Though the county has paid $100,000 to the two women who were pepper-sprayed in the other incident, de Grasse called Vanderwalker's actions against them reasonable. The women "had previously been ordered to leave the area," and "their behavior appeared to be that of spotting or directing fire [from debris-tossing demonstrators]."
The department's not buying it. "The arbitrator was in error," says Urquhart. "He was arbitrary and capricious. And that's why we're appealing."
THE CASE IS THE second sheriff's disciplinary action to be overturned recently. Detective Sherry Valentine, an 11-year vet fired for lying about her involvement in a Kirkland bar brawl in 1999, won her arbitration in a May 1 ruling that also questioned the sheriff's investigation. Arbitrator Richard Croll used the words "mistaken conjectures," "bias," and "inaccuracies" to describe a detective's investigation. He reinstated Valentine with back pay.
The investigating detective, for example, reported Valentine was shown in the videotape kicking a bartender in the groin, but Croll saw "no kick by [Valentine] or anyone else." The detective claimed the tape showed "many persons" spilling out of the Time Out Tavern during the fight; Croll, reviewing the tape, saw only one person and two "lovers" necking. A "fight that moved into the doorway" was "no fight that moved anywhere," he said.
Croll also found that neither Reichert nor "anyone in the administration reviewed the tape," even after fairness and credibility issues were raised (the detective blamed his misperceptions on an inferior department TV set). According to the documents, Reichert contradicted himself during testimony, helping lead to a dismissal of charges.
The sheriff, who fired Valentine last April for lying about her actions, testified that he wouldn't have let her go had he known she couldn't recall events due to a an alcoholic blackout (she completed detox and drug rehab programs before she was fired). But Croll said, "It appears he had that [blackout] information, but for some reason it was not a part of [Reichert's] decision-making process."
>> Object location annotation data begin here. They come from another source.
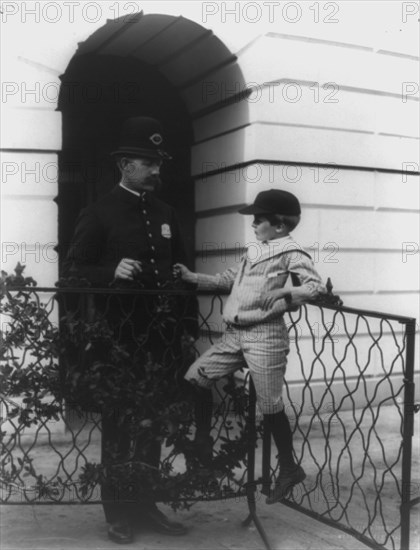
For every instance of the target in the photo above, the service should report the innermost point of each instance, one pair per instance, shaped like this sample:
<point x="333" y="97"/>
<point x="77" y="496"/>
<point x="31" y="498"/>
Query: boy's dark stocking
<point x="203" y="411"/>
<point x="290" y="473"/>
<point x="282" y="435"/>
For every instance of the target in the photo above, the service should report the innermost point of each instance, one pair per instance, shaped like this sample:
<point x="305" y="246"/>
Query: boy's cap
<point x="273" y="201"/>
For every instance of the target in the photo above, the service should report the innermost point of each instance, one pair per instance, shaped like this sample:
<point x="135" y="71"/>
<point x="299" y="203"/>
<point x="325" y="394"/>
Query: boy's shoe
<point x="285" y="483"/>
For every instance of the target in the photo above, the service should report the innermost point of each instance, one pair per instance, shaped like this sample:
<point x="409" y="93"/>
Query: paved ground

Some officers and union officials argue hearing records show that Vanderwalker, in particular, has been wrongly portrayed in newspaper and TV reports that have focused on the sheriff's criticisms rather than the department's shortcomings. "Let's just hope," says a middle-rank officer, "our external investigations are nothing like the internal ones."
Others claim that Reichert, facing re-election, is making politicized decisions. In his ruling, arbiter Croll implied that the department lacks uniformity in its discipline. After reviewing 22 dishonesty complaints, he found "a considerable disparity in the nature of the charges and the handling of them."
According to separate documents, another female deputy who had lied about drinking a half-glass of beer on duty (she was ratted on by a fellow officer for whom she had bought lunch that day) wasn't fired. She confessed, like Valentine, after the department undertook an extensive probe that included gaining copies of her lunch tab and interviewing servers.
Reichert says lying is the cardinal sin in internal probes. Apparently that's why a sergeant in another internal case was merely disciplined and demoted, even though his violations were considerably more than a bar brawl: He had sex with a married woman in a government building; gave her sheriff's supplies, access codes to county buildings, and keys to county police cars; and ran up an extensive county cell phone bill. However, the department says, he didn't lie about it.
Valentine, like Vanderwalker, is back at work. The department's appeal in Vanderwalker's case awaits a county judge's ruling.